Willis witnesses a crime. Or maybe there was a crime – although Waititi and a stable of directors including Jaffar Mahmood, John Lee and Alice Wu employ various techniques of demarcation (shifts in lighting and music, shifting perspectives), the boundary between surrealism and reality, Willis’s imagination and the the real world remains blurred at best.

But overall, the kidnapping of a nail salon worker in Chinatown by a maybe-gang—a nebulous crime scene in a minority neighborhood that is, of course, a classic staple of American crime TV—breaks Willis out of his background silo and into the main cast of characters. He is still too small, too generic Asian man to be perceived by detectives Turner (Sullivan Jones) and Green (Lisa Gilroy), the satirically delicate stars of Black & White, but he connects with detective Lana Lee (Chloe Bennet). a department transfer who, due to his heritage, is relegated to Sidekick and Chinatown Expert.
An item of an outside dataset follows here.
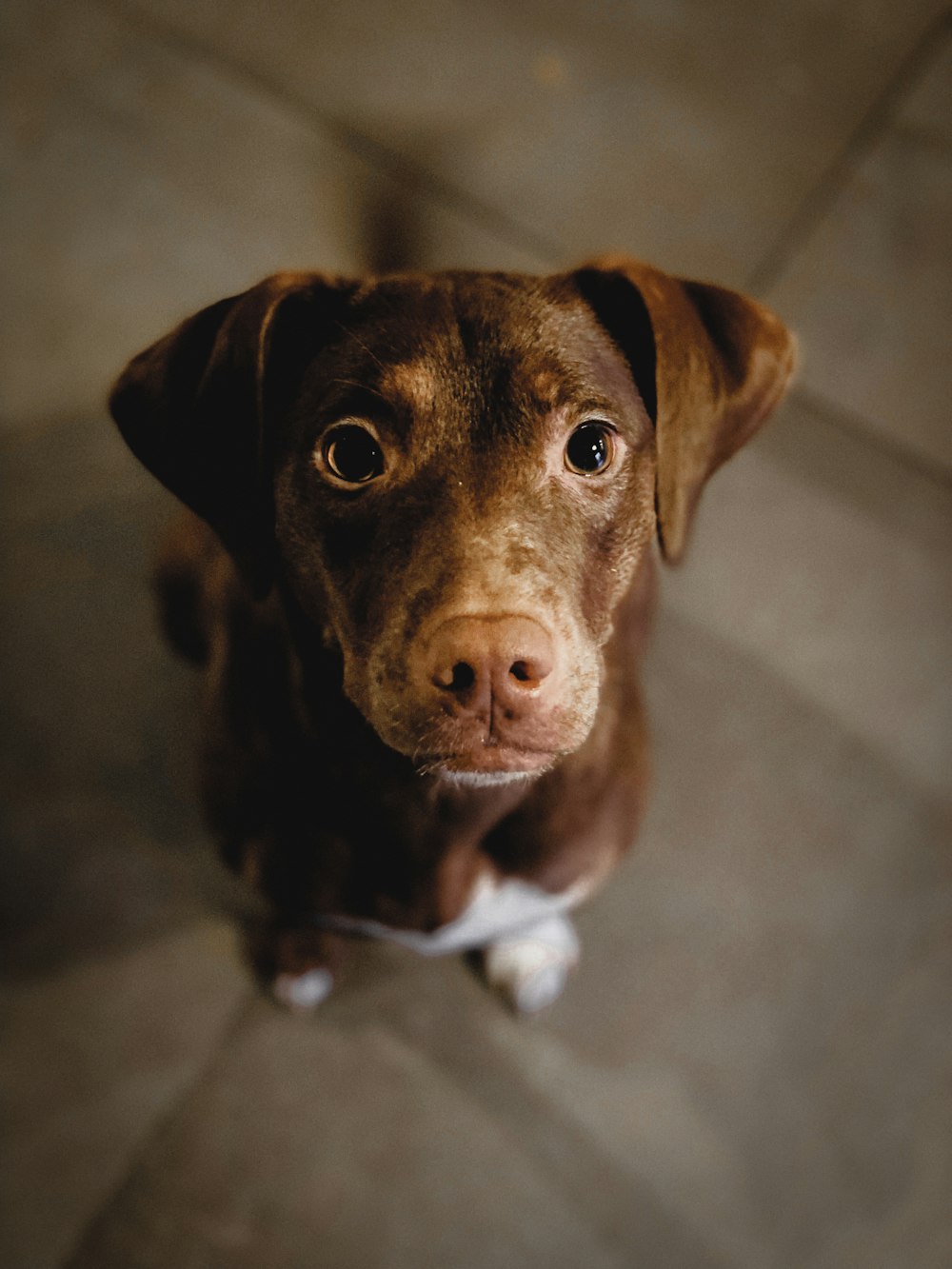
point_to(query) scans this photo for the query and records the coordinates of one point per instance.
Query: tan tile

Lee, trying to take on the role of lead detective with his own nagging insecurities, vows to help Willis be the hero by reopening the long-cold investigation into his beloved brother’s disappearance—a tragedy that condemned Willis to the role of perpetually disappointing younger son and crushed his Taiwanese immigrant parents (the underutilized Diana Lin and Tzi Ma).

The plot details, stakes and time period – Interior Chinatown appears to be set around the millennium, a time of wired phones and boxy cars, but there’s also a hard seltzer ad soundtracked by the 2000 trance hit Sandstorm – are like the various tropes show spears, both fixed and malleable to the more important story. Each episode takes on the feel of a video game as Willis, the reluctant but desperate protagonist, literally unlocks new levels of mobility by taking on stereotypical roles: delivery man, technician, etc. This can make for cerebral viewing, if not particularly propulsive television. Stylized martial arts and SVU send-ups aside, the series’ surreal meta-ness is an admirable gambit that spans episodes, undermines momentum.

However, it wins back a lot in the more directly lived-in scenes of SRO housing (single room) above the restaurant, where Willis, his parents, Fatty and their friends party, argue, cook and heal. These scenes, which flow seamlessly between English and Mandarin, serve as a crucial grounding in reality for a series that can feel more like thought exercise – how do are you customizing this? – than a story about people. Bearing the exhaustion and determination of an actor long waiting for his shot, Yang is an endearing and believably worn protagonist. But the real standout is Chieng, a longtime Daily Show correspondent with the comedic comedic timing to show for it.

This dense thicket of fantasy, parody and allegory will probably make more sense to those who have read the book first. For everyone else, Interior Chinatown contains, I suspect, two too many bends in the maze to wind through 10 episodes in about 45 minutes. It’s a provocative and at times really entertaining exploration of how the stories we’ve been told shape how we think – the irony so well layered that it ironically gets in the way of itself.